The proposal faced local opposition from groups concerned about the environmental impact of the Interstate Highway. No date for construction of the highway was set. The federal government began a study of the proposed route in July 2010. In early 2012, the Federal Highway Administration released a report to the US Congress noting the potential financial and environmental costs of the highway as well as the public opposition, concluding that constructing the highway was infeasible.

==Route description==
The actual route of I-3 was unknown. However, the 2005 SAFETEA-LU legislation indicated that, in Georgia, I-3 would've followed the existing Savannah River Parkway from Savannah to Augusta.

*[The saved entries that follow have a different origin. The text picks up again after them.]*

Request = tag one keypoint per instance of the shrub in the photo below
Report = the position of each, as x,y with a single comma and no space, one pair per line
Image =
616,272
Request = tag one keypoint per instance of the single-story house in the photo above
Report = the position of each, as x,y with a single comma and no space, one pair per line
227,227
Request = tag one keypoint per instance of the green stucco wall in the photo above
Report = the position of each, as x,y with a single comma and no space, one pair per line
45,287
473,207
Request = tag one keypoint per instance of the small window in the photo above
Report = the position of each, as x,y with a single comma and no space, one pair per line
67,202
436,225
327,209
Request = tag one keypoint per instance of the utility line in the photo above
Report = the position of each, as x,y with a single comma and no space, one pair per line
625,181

Due to the difficulties of building a new highway through the Appalachian Mountains, the highway's proposed route north of Augusta was less clear. In early 2008, officials introduced the possibility of routing I-3 through Greenwood, South Carolina, and continuing on to Greenville. Other potential routes continued in Georgia along US 441, US 129 (along the Dragon, an 11 mi stretch of road in North Carolina and Tennessee adjoining Great Smoky Mountains National Park with 318 curves), or SR 77.

The proposed numbering of the highway did not fit within the usual conventions of the existing Interstate Highway grid, where primary north–south highways are assigned odd numbers, and such odd route numbers increase from west to east. Under the normal Interstate Highway grid, I-3 should instead be located on the West Coast between the Pacific Ocean and I-5. All odd numbers between I-75 and I-95 are already assigned, but most of them are confined to states well north of the proposed route. The 2017 approval of the second I-87 in North Carolina in addition to the I-87 in New York may indicate willingness to duplicate other north–south route numbers.